チャーリーズエンゼルパイ
「ほらっ!いつまで寝てんだ二人共、朝だぞ~っ!起きた起きた!」
焼酎の氷を入れる為に使っていたステンレスの容器を、瓶でカンカンと打ち鳴らしながら子豚とひろきを起こすシチロー。
「んもぅ~うるさいわねぇ~起きればいいんでしょ、起きれば!」
「さあ、宴会は終わりだ!これからは、本来の任務に本腰を入れていくからなっ!」
鴉信教へ潜入を試みたものの、今までこれといった成果も上がらない事に焦りを感じたシチローは、新しい作戦に転じる決意をした。
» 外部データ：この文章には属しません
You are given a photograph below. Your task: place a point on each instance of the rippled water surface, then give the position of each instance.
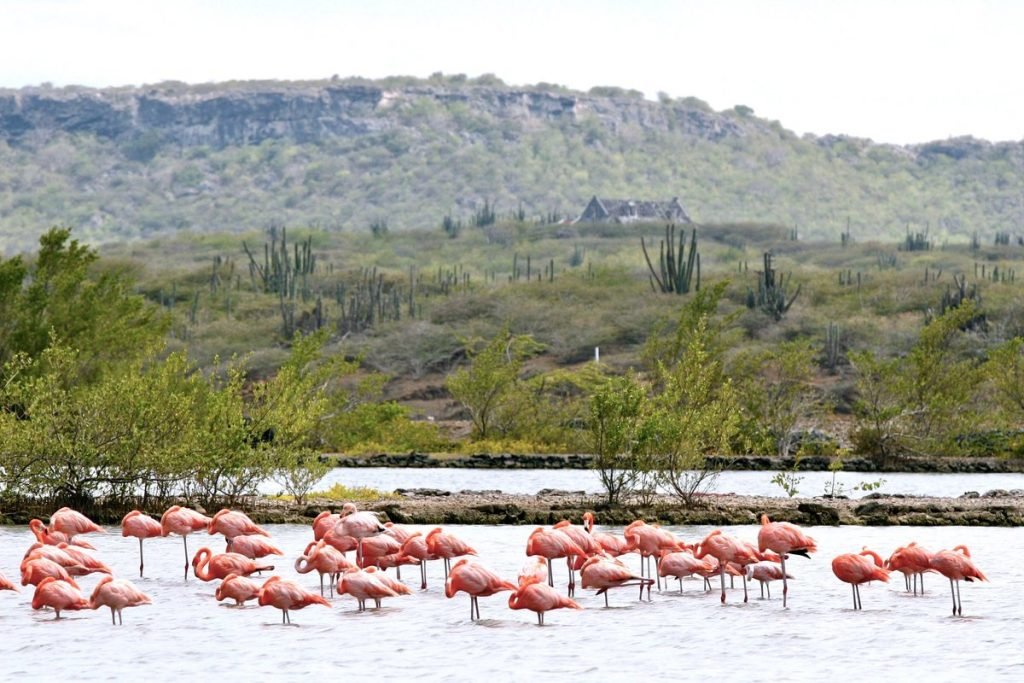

「朝唐の特別説法の時も、かおりちゃんの姿は見つけられなかった……きっと彼女はどこかの部屋に監禁されているに違いない。
今夜はこの施設の部屋を片っ端から探して回るぞ!」
鴉信教のこの広い敷地には九つの建物があり、それぞれ第一サティアン~第九サティアンと呼ばれている。
これを端から全て探索するのは、かなりの労力を必要とするに違いない。
それに……
「でもシチロー。この施設って、あちこちに見張りの信者が夜通し立っていて、探索なんてそんなに簡単には出来ないよ……」
そんなひろきの意見は、それなりに的を得ていた。